I think Mono already has the infrastructure in place to enable GNOME developers switch to a higher language development framework if they wish to. Java at present doesn’t. And SUN is not interested in make Java free software or GPL compatible.
I think some people are missing the point. Havoc clearly points out that this is not about 3rd party apps at all, and libraries will still be available for any language that someone wants to write bindings for. The issue is what goes into Gnome proper, ala the desktop release. Evolution is now part of Gnome’s desktop. This, if in the future parts written in Mono, Redhat et. al. will have to ship Mono in order to have full Gnome functionality. We see how Redhat treats mp3’s, and they don’t seem to want to be put in a similar position with Mono…
Java is in the exact same place.
So, the question is what becomes acceptable for the desktop release, not what apps are written in…
Chris
LOL…
That might be the truth…
http://www.currentflow.net
Let us disguise business strategy sparring with technical terms.
Let us furthermore ignore the truth that time will tell the best path.
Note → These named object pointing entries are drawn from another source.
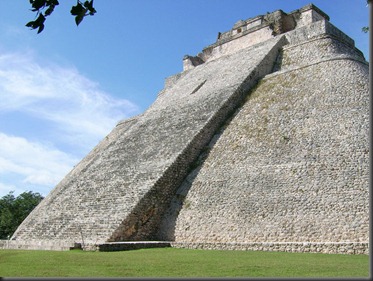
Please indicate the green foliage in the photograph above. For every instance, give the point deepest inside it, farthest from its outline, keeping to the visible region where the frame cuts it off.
(79, 11)
(13, 210)
(171, 262)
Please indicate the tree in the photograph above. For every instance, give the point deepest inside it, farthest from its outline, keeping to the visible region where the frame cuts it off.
(44, 8)
(13, 210)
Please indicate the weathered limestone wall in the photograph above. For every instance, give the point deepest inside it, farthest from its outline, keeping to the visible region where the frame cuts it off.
(290, 170)
(260, 144)
(120, 190)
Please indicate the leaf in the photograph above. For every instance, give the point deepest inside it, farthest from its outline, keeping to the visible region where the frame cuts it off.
(38, 23)
(77, 10)
(79, 18)
(49, 10)
(41, 27)
(38, 4)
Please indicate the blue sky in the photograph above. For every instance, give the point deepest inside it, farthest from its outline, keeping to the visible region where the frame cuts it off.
(63, 90)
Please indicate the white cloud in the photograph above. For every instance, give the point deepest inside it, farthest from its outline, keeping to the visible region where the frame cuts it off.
(73, 112)
(76, 106)
(31, 164)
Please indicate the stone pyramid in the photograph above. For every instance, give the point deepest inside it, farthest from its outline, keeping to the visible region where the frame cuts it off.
(260, 143)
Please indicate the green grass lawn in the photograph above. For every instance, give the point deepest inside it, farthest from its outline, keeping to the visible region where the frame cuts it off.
(172, 262)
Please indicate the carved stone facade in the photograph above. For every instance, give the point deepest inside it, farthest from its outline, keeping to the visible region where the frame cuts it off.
(261, 143)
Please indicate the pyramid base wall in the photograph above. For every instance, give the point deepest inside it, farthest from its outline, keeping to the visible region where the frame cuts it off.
(354, 248)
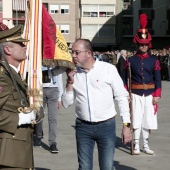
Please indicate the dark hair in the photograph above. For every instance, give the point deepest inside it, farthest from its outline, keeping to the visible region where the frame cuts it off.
(87, 44)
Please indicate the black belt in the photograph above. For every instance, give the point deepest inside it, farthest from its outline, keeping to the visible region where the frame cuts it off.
(94, 123)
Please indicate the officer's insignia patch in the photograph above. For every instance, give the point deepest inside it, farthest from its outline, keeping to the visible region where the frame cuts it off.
(0, 89)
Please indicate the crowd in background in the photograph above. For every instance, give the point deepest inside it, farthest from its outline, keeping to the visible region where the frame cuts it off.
(113, 57)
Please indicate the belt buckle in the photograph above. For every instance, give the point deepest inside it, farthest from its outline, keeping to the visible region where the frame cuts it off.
(145, 86)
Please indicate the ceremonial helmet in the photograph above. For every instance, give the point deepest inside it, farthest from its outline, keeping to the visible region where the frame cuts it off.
(143, 36)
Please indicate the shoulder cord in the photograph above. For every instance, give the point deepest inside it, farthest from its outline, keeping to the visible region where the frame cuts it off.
(23, 102)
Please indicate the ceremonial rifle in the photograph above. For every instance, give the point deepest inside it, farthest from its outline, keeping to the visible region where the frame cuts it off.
(130, 106)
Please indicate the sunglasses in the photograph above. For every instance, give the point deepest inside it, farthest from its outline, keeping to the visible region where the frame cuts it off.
(77, 52)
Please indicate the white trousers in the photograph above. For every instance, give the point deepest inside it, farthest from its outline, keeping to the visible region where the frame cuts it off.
(143, 112)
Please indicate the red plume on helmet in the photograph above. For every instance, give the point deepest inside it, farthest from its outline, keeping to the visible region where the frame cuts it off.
(143, 36)
(3, 27)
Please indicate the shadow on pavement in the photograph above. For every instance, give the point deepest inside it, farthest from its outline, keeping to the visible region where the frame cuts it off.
(122, 167)
(38, 168)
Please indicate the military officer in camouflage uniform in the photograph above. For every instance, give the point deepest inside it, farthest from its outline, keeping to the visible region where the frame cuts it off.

They should have a cage match, and come up with pro/con lists, and weight the bullets on the lists, and let the community score it.
Best platform wins.
Why hasn’t anyone mentioned the Eclipse project with their SWT library in this debate? You can use gcj to compile standalone Java GUI applications for both Windows and Linux/GTK. This method is unencumbered by Sun’s proprietary JDK. It would make more sense to contribute resources to projects like these than try to reimplement Microsofts square wheel.
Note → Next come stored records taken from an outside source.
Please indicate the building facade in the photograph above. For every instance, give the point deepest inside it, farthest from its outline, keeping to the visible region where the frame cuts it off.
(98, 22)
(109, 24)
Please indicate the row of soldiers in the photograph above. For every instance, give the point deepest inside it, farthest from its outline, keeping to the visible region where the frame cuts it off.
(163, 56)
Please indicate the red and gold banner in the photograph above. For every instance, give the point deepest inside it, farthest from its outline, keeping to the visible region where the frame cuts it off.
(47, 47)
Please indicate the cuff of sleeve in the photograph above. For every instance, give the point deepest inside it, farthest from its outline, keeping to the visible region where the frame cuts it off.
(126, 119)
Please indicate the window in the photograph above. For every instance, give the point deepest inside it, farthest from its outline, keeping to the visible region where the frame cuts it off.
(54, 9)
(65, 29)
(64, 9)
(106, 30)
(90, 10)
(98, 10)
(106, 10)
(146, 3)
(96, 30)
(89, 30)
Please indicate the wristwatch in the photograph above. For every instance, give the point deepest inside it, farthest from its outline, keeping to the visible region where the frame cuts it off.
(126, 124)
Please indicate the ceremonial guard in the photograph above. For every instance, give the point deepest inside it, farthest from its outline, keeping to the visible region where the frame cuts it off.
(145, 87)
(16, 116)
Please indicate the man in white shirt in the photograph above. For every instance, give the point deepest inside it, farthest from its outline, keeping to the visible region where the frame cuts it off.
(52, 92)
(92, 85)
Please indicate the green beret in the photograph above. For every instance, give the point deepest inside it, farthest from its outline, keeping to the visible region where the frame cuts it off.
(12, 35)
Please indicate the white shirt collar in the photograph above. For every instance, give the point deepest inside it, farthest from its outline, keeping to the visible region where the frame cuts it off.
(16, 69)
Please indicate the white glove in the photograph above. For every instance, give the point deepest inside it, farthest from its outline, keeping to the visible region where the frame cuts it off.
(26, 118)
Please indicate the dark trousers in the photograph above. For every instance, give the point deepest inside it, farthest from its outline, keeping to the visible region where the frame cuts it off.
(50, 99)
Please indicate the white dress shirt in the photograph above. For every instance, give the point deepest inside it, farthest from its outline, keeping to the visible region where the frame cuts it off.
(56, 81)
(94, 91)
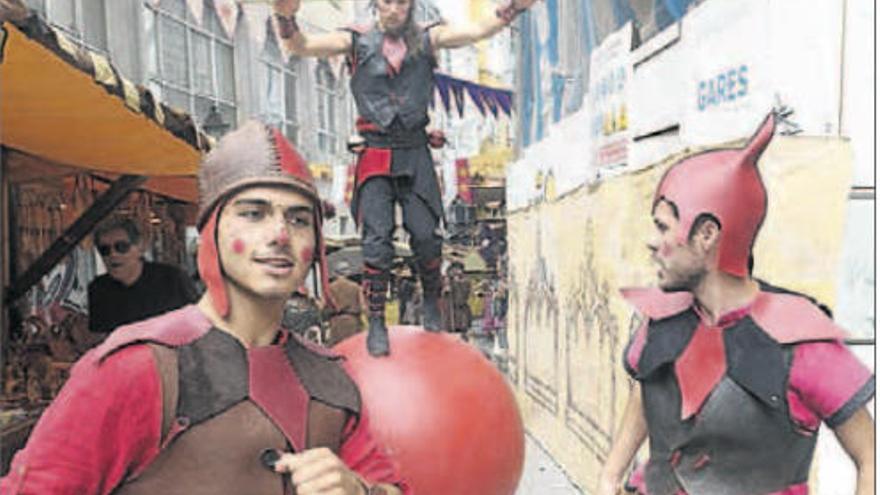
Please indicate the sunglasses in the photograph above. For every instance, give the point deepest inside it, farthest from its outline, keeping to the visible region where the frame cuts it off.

No! Please don’t give me Java on Desktop. Java should only exist in servers and nowhere. I don’t want my applications’ startup time and responsiveness as “good” as Elipse.
What did he produce the last couple of years? I see nothing… OK, neither HP and Miguel did anything. Maybe Miguel did Mono, that’s about it.
I know Owen Taylor is responsible for GTK+.
It’s not about language but about platform. Using which platform so that every language can access the underlying platform, not just GUI, but also IO, DB, Multimedia, WM…
That’s why both of them focus on VM based languages because it is also a platform. But I hate VM based languages. I simple gtk’s .def file and a swig like program is enough for me. Orbit can do the same thing with extra bonus of remote accessable. Anyway, are you sure Longhorn can delivery what it promised? It promised too much, we will see a win3.1 when it come.
>> Swing is not ugly
IT IS
IT IS
IT IS
Until Java advocates clue in to what the rest of the world has already figure out, they will remain hopeless.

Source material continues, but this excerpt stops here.